Both the federal and Victorian governments have procurement policies that aim to boost employment opportunities for Aboriginal people and businesses that are at least 50 per cent Aboriginal owned or controlled.

Annual reports show the Victorian government awarded $21.2 million in contracts to 129 Aboriginal businesses and organisations in the 2020-2021 financial year, while the federal government awarded 11,500 new contracts – worth more than $1.6 billion – to 1200 Indigenous businesses in 2021-2022.

Concerns from Koori Construction:

But Koori Construction, the Indigenous arm of the CFMEU, believes it is too easy to cheat the system, undermining legitimate Aboriginal businesses and exploiting Aboriginal workers, particularly in the construction sector.

Profile picture of Joel Shackleton
CFMEU Indigenous Organiser, Joel Shackleton​

“Many ‘black cladding’ businesses underpay and exploit Aboriginal workers,” says the Union’s Indigenous organiser, Joel Shackleton.

“It is also not uncommon for companies that have won contracts under the auspices of being an ‘Aboriginal company’ to employ mostly non-Aboriginal workers.

“While we recognise that many businesses must employ some non-Aboriginal workers, our experience is that ‘black cladding’ companies make no effort to attract, support or provide meaningful opportunities to Aboriginal workers.”

What makes an Aboriginal Business?

To qualify as an Aboriginal business, an organisation needs to be at least 50 per cent Aboriginal owned or controlled.

The Kinaway Chamber of Commerce oversees the verification and registration of Aboriginal businesses in Victoria, while Supply Nation is the peak organisation for registering Indigenous businesses nationally. Both organisations operate registries that are consulted when government contracts are awarded in line with Indigenous business procurement targets.

What Checks Are in Place?

Kinaway and Supply Nation require Confirmation of Aboriginality documents for verification and registration, and say they check these against business records.

Supply Nation describes its verification process as “rigorous” and “world-leading”. It says its checks of ownership and Confirmation of Aboriginality documents, plus annual and spot check audits on businesses, guard against ‘black cladding’.

But Mr Shackleton says faking Aboriginal heritage is as easy as “coming up with a good story” and getting a Statutory Declaration signed to support it.

“The checks that are in place are completely inadequate and it is far too easy for a business to masquerade as an Aboriginal business,” he says.

What Needs to Change?

The CFMEU Koori construction members are calling for the establishment of an Aboriginal Construction Board of Integrity to check the authenticity of Aboriginal businesses in the construction sector.

The Board would include elected Indigenous elders and community members, and construction representatives and be the ultimate authority for verifying and certifying Aboriginal businesses.

It would operate independently of Kinaway Chamber of Commerce and Supply Nation, providing a final stamp of authenticity for Aboriginal businesses claiming to be an aboriginal company.

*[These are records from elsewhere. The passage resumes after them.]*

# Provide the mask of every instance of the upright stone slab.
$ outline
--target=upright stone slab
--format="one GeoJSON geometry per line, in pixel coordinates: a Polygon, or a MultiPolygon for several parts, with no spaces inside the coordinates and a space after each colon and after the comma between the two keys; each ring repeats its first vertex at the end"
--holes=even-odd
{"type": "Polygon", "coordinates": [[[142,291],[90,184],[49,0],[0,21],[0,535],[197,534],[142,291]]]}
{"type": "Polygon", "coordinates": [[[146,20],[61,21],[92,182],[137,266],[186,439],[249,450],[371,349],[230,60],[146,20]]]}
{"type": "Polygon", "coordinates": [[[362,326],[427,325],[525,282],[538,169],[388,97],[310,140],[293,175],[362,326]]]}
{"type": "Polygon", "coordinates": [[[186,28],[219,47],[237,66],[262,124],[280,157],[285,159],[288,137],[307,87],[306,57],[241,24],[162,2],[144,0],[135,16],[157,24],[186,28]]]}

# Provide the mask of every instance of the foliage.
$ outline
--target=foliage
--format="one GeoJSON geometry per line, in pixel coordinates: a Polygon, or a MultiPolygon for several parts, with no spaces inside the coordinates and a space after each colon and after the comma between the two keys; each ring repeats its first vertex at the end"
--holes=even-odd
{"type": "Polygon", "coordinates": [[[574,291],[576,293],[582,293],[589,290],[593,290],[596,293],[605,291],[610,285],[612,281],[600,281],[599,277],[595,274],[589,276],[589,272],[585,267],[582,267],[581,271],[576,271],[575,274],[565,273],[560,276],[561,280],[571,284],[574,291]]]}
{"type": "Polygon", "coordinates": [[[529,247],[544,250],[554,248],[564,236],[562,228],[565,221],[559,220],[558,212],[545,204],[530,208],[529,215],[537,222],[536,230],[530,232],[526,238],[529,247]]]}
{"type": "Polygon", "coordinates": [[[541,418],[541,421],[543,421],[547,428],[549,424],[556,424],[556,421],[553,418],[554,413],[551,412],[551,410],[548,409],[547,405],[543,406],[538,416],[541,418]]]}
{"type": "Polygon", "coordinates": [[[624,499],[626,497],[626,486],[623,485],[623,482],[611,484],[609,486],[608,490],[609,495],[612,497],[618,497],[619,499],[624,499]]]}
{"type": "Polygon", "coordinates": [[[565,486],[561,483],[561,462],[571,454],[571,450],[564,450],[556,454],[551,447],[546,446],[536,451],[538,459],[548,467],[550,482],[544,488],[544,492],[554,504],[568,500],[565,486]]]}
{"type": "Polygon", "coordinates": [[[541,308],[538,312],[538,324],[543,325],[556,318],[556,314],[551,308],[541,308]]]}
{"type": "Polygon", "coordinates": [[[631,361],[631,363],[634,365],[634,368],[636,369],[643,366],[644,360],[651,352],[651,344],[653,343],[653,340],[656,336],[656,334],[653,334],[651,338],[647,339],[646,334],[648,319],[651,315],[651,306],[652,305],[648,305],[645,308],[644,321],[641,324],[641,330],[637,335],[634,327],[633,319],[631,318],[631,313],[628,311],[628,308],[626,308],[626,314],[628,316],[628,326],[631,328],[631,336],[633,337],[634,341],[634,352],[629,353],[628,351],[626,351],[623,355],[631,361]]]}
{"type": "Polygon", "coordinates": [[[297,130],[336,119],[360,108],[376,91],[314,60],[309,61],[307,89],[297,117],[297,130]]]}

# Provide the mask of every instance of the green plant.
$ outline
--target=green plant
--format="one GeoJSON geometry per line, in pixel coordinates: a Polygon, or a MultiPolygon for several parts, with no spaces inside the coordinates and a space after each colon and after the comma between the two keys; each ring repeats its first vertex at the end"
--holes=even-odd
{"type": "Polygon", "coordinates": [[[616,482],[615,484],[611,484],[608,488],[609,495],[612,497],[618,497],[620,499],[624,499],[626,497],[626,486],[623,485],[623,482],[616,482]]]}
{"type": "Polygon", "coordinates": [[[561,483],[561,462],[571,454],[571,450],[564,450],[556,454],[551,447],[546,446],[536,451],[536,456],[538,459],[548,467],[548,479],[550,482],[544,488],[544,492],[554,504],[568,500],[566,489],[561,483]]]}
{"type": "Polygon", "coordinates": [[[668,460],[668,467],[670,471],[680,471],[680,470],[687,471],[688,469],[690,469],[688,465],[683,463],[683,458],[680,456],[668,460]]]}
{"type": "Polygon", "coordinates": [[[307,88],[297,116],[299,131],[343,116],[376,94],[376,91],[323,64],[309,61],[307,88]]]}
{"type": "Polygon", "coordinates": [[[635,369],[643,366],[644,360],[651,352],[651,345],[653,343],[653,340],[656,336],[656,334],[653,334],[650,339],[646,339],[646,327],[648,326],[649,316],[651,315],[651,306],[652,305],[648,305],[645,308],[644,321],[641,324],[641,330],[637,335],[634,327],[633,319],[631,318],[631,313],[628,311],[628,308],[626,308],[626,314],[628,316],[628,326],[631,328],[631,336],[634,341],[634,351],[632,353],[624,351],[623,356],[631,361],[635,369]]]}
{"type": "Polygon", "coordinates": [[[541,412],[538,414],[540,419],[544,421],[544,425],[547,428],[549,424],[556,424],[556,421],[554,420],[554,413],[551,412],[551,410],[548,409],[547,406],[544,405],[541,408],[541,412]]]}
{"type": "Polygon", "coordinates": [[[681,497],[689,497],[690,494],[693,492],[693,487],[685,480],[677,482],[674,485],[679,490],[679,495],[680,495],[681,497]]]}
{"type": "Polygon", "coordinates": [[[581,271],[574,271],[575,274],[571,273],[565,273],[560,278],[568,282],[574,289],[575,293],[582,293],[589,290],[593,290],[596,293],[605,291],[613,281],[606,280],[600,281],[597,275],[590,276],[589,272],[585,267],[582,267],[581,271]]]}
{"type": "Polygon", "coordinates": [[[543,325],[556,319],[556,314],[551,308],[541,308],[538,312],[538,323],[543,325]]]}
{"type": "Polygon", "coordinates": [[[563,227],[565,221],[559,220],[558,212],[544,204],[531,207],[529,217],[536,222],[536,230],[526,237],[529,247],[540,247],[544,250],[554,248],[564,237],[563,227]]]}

Koori Construction CFMEU logo

What Impact Does Black Cladding Have on Indigenous Workers?​

The Victorian state governments social procurement framework is designed to increase opportunities for Indigenous businesses and workers, lifting them out of a long history of disadvantage, trauma and marginalisation.

The construction sector has a really important role to play in this, because it is one of the few industries where people from disadvantaged backgrounds can find meaningful and well-paid employment without the need for tertiary qualifications or even basic literacy skills.

Businesses that engage in ‘black cladding’ are not only dishonest but also robbing Indigenous people of their dignity and opportunities, especially in construction.

“Accessible and dignified employment is our community’s best opportunity to achieve autonomy and equality,” Mr Shackleton says. “Losing this opportunity only continues the devastating cycle of trauma and disadvantage experienced by too many Koori people.”